Limited by his family and professional obligations, Kafka struggled to pursue his writing as freely as he desired. He voiced his doubts during a meeting with Rudolf Steiner, from whom he sought advice:

“Apart from my family situation, I could not live by literature, if only, to begin with, because of the slow maturing of my work and its special character; moreover, I am prevented also by my health and my character from devoting myself to what is, in the most favorable case, an uncertain life. This is why I became an official in a social insurance institute. Now these two professions can never get along and allow a common fortune. The smallest good fortune in one becomes a great misfortune in the other. If I’ve written something good one evening, I’m afire the next day in the office and can’t finish anything. This back and forth is getting worse and worse. In the office, I fulfill my duties satisfactorily, at least outwardly, but not my inner duties, and every unfulfilled inner duty becomes a misfortune that never budges.”

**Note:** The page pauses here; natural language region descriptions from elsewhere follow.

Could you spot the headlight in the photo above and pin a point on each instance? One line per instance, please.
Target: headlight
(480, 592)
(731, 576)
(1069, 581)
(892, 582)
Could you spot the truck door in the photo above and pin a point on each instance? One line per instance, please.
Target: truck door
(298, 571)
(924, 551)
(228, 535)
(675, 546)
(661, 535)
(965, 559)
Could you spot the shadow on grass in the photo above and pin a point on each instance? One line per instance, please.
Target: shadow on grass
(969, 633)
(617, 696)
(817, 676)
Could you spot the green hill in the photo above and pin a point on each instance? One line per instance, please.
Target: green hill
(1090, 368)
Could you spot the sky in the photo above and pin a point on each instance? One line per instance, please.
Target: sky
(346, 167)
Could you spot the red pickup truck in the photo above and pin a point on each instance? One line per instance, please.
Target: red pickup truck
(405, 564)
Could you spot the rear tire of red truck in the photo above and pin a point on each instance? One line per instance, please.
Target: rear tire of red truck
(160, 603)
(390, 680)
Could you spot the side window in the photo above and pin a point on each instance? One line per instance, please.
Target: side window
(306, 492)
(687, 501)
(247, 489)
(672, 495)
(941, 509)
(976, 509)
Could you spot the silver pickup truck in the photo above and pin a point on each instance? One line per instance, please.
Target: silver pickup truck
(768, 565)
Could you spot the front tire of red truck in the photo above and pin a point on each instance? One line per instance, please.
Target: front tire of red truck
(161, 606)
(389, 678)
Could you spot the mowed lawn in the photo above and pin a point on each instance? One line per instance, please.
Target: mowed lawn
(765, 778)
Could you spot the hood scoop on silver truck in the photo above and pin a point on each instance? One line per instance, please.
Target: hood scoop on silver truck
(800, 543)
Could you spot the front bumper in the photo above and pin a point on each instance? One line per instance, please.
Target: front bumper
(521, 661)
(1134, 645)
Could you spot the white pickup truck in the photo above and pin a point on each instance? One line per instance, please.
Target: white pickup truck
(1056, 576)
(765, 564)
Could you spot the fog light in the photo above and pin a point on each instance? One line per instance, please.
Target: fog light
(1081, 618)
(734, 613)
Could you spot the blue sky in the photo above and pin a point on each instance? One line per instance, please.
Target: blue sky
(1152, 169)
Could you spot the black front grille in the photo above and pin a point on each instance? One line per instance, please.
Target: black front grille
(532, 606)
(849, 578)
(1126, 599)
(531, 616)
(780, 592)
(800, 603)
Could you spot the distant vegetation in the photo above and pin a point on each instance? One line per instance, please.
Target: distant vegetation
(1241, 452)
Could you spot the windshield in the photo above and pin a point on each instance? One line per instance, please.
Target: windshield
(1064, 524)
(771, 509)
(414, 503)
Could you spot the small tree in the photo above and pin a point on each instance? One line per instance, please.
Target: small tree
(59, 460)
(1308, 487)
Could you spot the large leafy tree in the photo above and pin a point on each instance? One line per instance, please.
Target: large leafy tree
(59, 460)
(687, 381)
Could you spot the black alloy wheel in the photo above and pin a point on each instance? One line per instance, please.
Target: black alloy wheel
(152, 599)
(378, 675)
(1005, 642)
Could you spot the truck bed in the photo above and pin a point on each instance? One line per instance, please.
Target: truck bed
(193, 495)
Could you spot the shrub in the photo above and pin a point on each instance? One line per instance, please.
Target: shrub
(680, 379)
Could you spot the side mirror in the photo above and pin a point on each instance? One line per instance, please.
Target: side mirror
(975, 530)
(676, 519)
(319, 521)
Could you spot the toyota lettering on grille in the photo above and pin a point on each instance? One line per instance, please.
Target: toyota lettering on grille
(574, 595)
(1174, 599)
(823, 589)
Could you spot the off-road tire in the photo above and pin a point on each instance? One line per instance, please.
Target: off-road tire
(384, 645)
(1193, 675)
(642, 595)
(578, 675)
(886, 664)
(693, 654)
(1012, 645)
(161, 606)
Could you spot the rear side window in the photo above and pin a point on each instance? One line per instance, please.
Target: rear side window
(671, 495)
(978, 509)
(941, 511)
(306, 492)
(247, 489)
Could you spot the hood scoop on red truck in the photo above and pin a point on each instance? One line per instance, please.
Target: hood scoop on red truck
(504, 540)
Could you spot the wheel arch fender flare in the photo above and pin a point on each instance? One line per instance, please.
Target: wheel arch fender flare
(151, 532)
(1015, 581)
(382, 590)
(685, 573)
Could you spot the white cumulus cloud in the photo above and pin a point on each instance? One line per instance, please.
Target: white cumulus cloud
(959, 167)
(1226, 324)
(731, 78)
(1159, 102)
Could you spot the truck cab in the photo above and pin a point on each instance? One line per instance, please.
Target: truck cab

Kafka’s dilemma, ultimately, remained unresolved, and his disappointment with Steiner was evident. He never attended another theosophy lecture. His longing for inner depths and its irreconcilability with the external demands of social obligations is something his readers frequently identified with. C. G. Jung’s distinction into the spirit of our time and the spirit of the depths springs to mind.

One of Kafka’s drawings

IV. SUN AND WATER

Although on land Kafka was full of fear and “social prickliness,” water was a natural element for him. He spent hours swimming and sunbathing; hence his permanently tanned striking face. Shortly before his death he remembered fondly the Lugano sun and wished he could feel it on his face again. It was a memory of a trip to Switzerland he had taken with his friend, Max Brod.

Just as he moved through water with fluid ease, his imagination flowed freely in his stories, drawing from the vast, mysterious depths of his inner world.

He looks frail in photos, yet he loved the physical activity and the outdoors. He could hike for hours, played tennis, rode a bike and even took horseback lessons.

The longing for freedom without external limitations sees to have haunted him all his life. Here’s a memorable passage from his short story “The Wish to be a Red Indian”:

“If only one were an Indian, ready at once and on the running horse, askew in the air, quivering briefly again and again over the quaking ground, until one let go of the spurs, for there were no spurs, until one threw away the reins, for there were no reins, barely aware of the land ahead as a smoothly mowed turf, the horse’s neck and the horse’s head already gone.”

What is crucial to understand about Kafka is that, while he has often been embraced as a figurehead by frail intellectuals, he was far from a desiccated scholar lost in abstract thought. Kafka had a deep and genuine love for popular culture, engaging with it in ways that showed his vibrant curiosity about life. He may have been selective, even snobbish, when it came to literature, but beyond that, his interests were broad and unpretentious.

There was a childlike quality to Kafka—a purity and openness to experience that was most apparent in moments like when he watched the simple, unpolished performances of Yitzhak Löwy’s Jewish theatre. It was this blend of intellectual depth and an almost innocent fascination with the world around him that made Kafka a figure of complex humanity.